ObjectiveTo investigate the effects of 80-kilovoltage (kV) tube voltage coronary computed tomographic angiography (CCTA) with a reduced amount of contrast agent on qualitative and quantitative image quality parameters and on radiation dose in patients with a body mass index (BMI) <23.0kg/m2. MethodsOne hundred and twenty consecutive patients with a BMI <23.0kg/m2 and a low calcium load undergoing retrospective electrocardiogram (ECG)-gated dual-source CCTA were randomized into two groups [standard-tube voltage (120-kV) vs. low-tube voltage (80-kV)]. The injection flow rate of contrast agent (350mgI/mL) was adjusted to body weight of each patient (4.5–5.5mL/s in the 120-kV group and 2.8–3.8mL/s in the 80-kV group).
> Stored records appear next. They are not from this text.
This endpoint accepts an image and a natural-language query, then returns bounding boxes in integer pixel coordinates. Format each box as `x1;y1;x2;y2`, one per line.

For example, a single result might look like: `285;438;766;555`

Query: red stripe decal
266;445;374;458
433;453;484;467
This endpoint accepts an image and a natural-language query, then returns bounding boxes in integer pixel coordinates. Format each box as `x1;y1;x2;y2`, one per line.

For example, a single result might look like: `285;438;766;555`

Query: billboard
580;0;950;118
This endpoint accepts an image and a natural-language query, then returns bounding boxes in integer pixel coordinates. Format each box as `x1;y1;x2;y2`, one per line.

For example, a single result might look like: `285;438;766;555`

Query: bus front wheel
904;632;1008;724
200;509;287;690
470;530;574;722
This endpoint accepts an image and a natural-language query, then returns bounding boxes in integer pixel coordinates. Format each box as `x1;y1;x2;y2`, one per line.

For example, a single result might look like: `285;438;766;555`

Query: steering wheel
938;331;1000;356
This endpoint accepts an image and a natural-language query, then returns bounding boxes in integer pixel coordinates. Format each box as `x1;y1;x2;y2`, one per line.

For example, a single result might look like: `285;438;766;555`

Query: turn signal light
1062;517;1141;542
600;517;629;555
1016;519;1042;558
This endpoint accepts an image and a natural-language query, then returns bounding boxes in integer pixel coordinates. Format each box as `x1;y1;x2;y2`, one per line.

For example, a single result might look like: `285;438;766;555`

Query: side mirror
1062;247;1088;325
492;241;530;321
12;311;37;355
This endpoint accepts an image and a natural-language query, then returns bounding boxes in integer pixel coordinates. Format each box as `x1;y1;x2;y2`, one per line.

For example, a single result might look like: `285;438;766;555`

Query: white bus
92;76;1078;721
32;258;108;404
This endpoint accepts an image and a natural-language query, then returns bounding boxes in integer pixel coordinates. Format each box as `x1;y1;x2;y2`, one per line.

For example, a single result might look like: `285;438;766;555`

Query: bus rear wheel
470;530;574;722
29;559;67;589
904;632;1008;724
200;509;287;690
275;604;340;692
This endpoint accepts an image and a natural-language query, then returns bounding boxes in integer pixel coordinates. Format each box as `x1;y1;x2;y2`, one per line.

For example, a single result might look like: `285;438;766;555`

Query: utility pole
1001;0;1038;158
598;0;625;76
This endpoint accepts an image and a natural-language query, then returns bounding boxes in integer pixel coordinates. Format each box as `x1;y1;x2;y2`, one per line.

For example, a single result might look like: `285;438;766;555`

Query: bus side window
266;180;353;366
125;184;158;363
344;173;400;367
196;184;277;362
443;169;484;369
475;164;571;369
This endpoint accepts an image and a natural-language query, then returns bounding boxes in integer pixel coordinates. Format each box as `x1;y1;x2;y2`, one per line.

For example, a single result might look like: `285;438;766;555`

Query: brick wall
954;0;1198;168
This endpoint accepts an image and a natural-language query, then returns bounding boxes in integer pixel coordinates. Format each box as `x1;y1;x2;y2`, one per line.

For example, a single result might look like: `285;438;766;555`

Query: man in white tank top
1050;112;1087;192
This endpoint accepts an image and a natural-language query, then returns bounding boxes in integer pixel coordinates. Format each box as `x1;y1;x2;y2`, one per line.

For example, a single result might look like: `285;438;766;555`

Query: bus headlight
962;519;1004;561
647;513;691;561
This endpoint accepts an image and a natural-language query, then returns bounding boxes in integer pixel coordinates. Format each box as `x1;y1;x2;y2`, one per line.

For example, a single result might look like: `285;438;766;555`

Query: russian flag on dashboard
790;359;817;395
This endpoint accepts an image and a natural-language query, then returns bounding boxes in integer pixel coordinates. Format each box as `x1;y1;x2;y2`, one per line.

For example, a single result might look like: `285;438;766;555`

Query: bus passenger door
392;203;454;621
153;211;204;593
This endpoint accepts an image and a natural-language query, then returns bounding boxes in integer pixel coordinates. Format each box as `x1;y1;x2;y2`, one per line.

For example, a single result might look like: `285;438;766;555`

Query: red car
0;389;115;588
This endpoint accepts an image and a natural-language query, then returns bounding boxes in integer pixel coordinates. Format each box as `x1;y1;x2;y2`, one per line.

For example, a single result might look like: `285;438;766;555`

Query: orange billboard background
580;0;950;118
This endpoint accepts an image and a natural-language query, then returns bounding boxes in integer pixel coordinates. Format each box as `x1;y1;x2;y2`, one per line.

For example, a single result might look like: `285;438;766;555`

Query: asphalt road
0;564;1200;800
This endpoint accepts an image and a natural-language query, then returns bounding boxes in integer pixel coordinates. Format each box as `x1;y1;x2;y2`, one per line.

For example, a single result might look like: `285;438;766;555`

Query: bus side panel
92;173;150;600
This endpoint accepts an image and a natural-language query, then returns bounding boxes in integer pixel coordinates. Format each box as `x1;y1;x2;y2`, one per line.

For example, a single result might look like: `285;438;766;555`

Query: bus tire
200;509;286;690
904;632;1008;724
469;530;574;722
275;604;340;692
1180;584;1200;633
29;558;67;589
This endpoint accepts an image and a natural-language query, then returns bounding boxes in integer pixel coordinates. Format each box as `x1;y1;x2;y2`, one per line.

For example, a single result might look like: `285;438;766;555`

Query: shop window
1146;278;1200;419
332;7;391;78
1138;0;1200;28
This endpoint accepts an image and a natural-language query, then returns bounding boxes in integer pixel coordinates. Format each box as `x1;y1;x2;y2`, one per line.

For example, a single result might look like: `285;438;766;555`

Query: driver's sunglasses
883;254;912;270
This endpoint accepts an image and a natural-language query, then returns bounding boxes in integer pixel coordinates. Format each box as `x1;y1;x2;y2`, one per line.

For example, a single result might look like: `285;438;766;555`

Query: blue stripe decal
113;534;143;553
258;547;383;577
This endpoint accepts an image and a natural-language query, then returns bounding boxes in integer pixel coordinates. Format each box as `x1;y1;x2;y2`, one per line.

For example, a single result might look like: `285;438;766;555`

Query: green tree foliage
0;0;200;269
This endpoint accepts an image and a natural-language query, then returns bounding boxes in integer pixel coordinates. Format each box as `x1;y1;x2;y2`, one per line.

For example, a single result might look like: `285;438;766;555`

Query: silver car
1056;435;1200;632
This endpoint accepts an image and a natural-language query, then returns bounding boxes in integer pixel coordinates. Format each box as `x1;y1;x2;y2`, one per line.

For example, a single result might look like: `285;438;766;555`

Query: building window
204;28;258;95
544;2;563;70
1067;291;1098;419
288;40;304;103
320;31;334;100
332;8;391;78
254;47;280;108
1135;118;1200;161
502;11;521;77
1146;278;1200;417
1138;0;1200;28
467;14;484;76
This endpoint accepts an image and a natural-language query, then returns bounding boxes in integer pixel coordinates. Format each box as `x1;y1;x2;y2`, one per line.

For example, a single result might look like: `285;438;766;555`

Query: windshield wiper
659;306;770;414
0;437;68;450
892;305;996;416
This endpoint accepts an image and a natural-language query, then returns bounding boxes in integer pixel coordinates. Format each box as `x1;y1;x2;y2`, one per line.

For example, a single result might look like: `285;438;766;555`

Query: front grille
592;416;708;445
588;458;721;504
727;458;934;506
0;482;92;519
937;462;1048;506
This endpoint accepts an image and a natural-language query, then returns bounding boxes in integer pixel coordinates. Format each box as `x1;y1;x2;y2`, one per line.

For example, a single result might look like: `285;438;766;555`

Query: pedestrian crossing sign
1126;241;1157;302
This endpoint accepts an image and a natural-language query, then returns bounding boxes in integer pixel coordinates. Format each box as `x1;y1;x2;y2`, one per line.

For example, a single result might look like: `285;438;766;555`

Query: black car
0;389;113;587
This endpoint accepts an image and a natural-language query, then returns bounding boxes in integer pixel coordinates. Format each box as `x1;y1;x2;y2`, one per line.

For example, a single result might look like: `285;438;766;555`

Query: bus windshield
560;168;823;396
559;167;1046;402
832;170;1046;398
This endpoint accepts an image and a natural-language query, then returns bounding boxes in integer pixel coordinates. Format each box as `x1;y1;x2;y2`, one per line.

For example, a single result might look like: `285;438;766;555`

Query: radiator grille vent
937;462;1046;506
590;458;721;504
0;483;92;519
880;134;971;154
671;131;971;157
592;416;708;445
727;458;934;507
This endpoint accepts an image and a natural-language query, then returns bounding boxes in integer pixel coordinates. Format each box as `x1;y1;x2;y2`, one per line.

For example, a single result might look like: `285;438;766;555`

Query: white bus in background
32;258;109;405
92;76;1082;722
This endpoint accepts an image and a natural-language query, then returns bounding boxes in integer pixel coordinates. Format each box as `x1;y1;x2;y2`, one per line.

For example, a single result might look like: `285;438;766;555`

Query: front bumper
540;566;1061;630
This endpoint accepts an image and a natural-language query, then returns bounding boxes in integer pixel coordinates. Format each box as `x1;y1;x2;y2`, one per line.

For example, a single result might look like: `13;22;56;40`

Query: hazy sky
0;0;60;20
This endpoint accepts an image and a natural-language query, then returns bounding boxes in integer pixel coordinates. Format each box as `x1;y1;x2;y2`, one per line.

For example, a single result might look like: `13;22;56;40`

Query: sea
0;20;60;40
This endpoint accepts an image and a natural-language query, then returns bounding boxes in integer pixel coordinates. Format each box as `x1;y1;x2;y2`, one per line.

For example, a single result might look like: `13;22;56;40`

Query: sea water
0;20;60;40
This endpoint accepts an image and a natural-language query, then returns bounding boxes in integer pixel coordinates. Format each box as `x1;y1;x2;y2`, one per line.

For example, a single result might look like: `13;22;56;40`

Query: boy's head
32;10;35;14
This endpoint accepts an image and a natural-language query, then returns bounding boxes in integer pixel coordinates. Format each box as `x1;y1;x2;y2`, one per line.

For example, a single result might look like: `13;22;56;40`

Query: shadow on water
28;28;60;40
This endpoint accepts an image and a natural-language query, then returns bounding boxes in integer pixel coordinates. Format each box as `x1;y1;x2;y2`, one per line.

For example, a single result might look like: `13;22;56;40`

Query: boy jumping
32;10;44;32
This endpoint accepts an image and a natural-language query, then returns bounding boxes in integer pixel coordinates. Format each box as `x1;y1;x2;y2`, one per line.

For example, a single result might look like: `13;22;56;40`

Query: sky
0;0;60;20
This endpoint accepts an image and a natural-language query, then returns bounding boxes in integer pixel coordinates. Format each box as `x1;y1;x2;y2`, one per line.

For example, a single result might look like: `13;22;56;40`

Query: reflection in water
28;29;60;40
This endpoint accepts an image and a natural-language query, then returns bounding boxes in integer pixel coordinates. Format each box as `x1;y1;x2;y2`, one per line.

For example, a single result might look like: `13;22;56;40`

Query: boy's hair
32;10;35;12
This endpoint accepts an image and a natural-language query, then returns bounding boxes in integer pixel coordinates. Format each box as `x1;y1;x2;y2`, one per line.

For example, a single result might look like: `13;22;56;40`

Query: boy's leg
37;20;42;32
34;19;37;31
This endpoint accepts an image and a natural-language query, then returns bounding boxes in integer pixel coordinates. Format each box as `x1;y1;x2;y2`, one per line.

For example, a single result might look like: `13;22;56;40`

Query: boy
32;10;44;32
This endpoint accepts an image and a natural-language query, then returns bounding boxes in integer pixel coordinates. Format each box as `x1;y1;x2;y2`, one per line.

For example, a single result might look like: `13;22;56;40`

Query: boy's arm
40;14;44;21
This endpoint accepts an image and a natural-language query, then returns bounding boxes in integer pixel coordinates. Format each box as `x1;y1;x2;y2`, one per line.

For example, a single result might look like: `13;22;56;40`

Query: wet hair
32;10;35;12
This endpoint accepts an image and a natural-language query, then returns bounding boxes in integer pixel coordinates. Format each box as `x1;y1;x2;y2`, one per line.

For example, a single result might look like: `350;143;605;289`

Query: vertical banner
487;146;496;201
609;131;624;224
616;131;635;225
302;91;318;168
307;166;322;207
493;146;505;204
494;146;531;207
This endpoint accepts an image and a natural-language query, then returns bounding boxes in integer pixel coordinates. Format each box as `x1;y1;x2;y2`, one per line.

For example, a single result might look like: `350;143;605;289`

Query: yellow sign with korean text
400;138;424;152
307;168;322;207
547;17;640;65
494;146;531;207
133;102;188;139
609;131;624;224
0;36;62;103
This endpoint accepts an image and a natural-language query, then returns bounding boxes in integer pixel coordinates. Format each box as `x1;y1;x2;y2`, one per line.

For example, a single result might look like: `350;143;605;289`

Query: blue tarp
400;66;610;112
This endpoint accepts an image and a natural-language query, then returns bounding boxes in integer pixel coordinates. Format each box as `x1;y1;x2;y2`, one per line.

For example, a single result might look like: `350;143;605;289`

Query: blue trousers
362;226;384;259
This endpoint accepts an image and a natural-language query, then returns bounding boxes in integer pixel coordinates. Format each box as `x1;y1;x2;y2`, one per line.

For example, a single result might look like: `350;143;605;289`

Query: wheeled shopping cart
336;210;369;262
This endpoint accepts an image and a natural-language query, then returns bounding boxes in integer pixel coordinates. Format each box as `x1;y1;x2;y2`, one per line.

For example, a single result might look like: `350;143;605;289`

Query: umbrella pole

Radiation and contrast agent doses were evaluated. Quantitative image quality parameters and figure of merit (FOM) of coronary artery were evaluated. Each coronary segment was evaluated for image quality on a 4-point scale. ResultsCompared with the 120-kV group, effective dose and amount of contrast agent in the 80-kV group were decreased by 57.8% and 30.5% (effective dose:2.7±0.5vs. 6.4±1.3mSv; amount of contrast agent:57.1±3.2 vs. 82.1±6.1mL; both p<0.0001), respectively. Image noise was 22.7±2.1HU for 120-kV images and 33.2±5.2HU for 80-kV images (p<0.0001). Signal-to-noise ratio (SNR) and contrast-to-noise ratio (CNR) in the proximal right coronary artery (RCA) and left main coronary artery (LMA) were all lower in 80-kV than 120-kV images (SNR in the proximal RCA: 16.5±1.8 vs. 19.4±2.8; SNR in the LMA: 16.3±2.0 vs.19.6±2.7; CNR in the proximal RCA: 19.4±2.3 vs.22.9±3.0; CNR in the LMA: 18.8±2.4 vs. 22.7±2.9; all p<0.0001). FOM were all significantly higher in 80-kV than 120-kV images (proximal RCA: 146.7±45.1 vs. 93.4±32.0; LMA: 139.1±47.2 vs. 91.6±31.1; all p<0.0001). There was no significant difference in image quality score between the two groups (3.3±0.8 vs. 3.3±0.8, p=0.068) despite decreased SNR and CNR of coronary artery in the 80-kV group. ConclusionThe 80-kV protocol significantly reduces radiation and contrast agent doses in CCTA in patients with a low BMI <23.0kg/m2 and a low calcium load while maintaining image quality.